Современная биология знает много примеров сигнальных раздражителей. Запах молочной кислоты направляет жёлтолихорадочного комара к его жертве; всполох, преломившийся от отражающих ультрафиолетовое излучение крыльев, помогает самке бабочки-желтушки опознать самца; капля глутатиона в воде заставляет гидру вытягивать свои щупальца в направлении предполагаемой добычи; и так далее. Подобных сигналов много в обширном спектре поведения животных, которое этологи теперь хорошо понимают.

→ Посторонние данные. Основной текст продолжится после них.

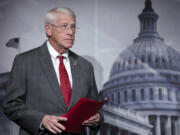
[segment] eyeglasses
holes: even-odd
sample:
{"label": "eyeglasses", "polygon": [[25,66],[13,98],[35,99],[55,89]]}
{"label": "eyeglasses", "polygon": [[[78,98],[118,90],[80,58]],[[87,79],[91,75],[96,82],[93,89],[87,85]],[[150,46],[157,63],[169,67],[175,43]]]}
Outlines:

Они выяснили, что животные выживают, быстро и точно реагируя на мгновенно меняющуюся обстановку, и поэтому полагаются на простое стимулирование сенсорного аппарата. Однако, в отличие от самих раздражителей, ответы на них часто бывают сложными и должны выполняться единственно верным образом. Животным редко выпадает второй шанс. И поскольку весь этот набор команд им приходится выполнять практически моментально, в его основе должен лежать генетически обусловленный автоматизм. Короче говоря, нервная система животных должна быть в значительной степени запрограммирована. Этологи утверждают, что если поведение наследственное, а конкретная форма характерна для каждого вида, то его можно изучать поэлементно, используя проверенные временем методы экспериментальной биологии, как если бы это было частью анатомического или физиологического процесса.